Tuesday, September 23, 2014

Why FDI?

In Chapter 4 of Wolf's book, he discusses the impact that Foreign Direct Investment (FDI) can have in less developed countries.  On page 84, he says, "Many developing countries recognize that foreign direct investment brings benefits that foreign borrowing does not.  The investor is locked in and cannot flee the country when trouble strikes."  FDI is more than an investment, it is a commitment, tying a corporation or business venture to another country's economic and political environment.  In theory, this bond is what will keep foreign investors from taking advantage of the target nation through unfair agreements or other means, as they will actually become a part of its developing economy.  Wolf previously discussed the importance of trust in the market, and this is where FDI proves potentially dangerous for the investor.  There are many reasons not to trust the economic climate in underdeveloped countries, such as unstable political systems and lack of established banking institutions.  As we discussed in class today, you can't just give a machine to a country with no infrastructure to support it.  Investors are also wary of these markets simply because they are different and uncomfortable.  It is natural that someone looking to invest in Sub-Saharan Africa may lack the knowledge of the intricacies of the market in the region, thus dissuading them from getting involved with the region.  These factors do little to create the trusting relationship needed for FDI to occur, making investing in developing countries a risky proposition.

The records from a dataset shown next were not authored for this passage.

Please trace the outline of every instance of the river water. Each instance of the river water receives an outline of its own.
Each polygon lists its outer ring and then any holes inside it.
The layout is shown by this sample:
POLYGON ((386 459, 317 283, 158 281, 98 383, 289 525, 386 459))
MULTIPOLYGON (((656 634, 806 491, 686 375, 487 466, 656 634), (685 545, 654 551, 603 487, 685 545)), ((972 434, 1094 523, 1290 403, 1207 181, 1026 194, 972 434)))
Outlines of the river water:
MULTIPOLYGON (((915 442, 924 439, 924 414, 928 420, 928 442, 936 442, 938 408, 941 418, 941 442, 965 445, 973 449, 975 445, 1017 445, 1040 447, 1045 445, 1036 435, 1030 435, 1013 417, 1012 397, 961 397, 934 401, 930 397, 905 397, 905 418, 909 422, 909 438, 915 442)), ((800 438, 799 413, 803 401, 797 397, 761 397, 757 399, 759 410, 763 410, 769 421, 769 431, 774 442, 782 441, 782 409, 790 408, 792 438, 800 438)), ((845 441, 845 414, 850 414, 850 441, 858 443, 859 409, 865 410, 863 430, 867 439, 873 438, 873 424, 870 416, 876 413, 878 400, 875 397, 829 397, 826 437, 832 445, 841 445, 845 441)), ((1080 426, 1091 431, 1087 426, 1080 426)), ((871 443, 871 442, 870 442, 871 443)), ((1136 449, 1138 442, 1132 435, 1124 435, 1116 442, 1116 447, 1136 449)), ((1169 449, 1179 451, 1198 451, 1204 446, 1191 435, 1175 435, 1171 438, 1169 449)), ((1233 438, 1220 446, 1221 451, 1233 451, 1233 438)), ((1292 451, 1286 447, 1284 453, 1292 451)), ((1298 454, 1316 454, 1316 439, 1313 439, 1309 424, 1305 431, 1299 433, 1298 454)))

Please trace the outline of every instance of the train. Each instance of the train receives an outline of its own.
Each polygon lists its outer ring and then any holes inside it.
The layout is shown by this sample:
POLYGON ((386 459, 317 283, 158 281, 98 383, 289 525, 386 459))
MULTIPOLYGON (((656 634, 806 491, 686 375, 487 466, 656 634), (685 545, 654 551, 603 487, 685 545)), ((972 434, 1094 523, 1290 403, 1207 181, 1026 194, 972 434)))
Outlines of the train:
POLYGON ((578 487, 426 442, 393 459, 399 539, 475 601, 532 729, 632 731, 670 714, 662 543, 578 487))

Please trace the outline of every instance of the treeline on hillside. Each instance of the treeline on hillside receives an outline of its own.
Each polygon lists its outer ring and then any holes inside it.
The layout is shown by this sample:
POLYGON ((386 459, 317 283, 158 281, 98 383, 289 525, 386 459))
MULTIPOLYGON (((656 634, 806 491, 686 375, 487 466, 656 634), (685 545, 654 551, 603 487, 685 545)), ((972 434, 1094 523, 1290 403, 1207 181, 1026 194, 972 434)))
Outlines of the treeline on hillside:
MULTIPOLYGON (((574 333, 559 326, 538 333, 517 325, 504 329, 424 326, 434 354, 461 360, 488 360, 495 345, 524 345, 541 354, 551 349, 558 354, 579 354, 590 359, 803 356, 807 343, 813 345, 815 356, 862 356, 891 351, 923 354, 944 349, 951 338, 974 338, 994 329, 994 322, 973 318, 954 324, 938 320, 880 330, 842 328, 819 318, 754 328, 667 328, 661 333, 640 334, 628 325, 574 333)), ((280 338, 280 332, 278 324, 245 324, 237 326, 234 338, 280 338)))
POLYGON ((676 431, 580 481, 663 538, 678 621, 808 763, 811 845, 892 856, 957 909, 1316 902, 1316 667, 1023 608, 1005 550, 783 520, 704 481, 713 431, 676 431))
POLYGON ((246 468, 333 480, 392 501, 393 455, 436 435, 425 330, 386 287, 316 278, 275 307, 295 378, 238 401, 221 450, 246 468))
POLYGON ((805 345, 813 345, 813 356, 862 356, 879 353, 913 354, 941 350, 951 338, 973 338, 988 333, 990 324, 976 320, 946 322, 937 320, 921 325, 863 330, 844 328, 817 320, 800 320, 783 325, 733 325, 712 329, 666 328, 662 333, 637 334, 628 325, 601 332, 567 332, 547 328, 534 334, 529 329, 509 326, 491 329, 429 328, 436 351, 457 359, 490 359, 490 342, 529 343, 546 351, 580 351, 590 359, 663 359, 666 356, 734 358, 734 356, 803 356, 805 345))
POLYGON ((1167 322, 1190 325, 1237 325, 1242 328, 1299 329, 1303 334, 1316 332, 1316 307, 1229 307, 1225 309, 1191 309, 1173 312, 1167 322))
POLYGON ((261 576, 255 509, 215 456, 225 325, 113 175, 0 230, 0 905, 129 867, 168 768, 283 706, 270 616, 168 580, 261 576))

I recently spent Spring Term 2014 business in Galway, Ireland.  During my time there, I was able to see the possibilities provided by FDI in a stable and trustworthy environment.  Ireland and the U.S. have a very close relationship, and American investment in Ireland has seen prosperity strike a nation that, 35 years ago, was among the weakest in Europe.  Since then, Dublin has become one of Europe's biggest tech hubs, while Galway is a center for medical devices manufacturing companies.   It is obviously unfair to compare Ireland, an English speaking country with a low corporate tax rate, to any underdeveloped nation in terms of investment potential, but it does support that the concept of FDI has a very high ceiling when implemented successfully.

A closing thought: Wolf briefly touches on the fear of nationalization.  This is another fearful prospect facing foreign investors.  As seen in Guatemala in 1954, it can get messy.  If I were an American investor, I wouldn't count on the CIA to bail me out again.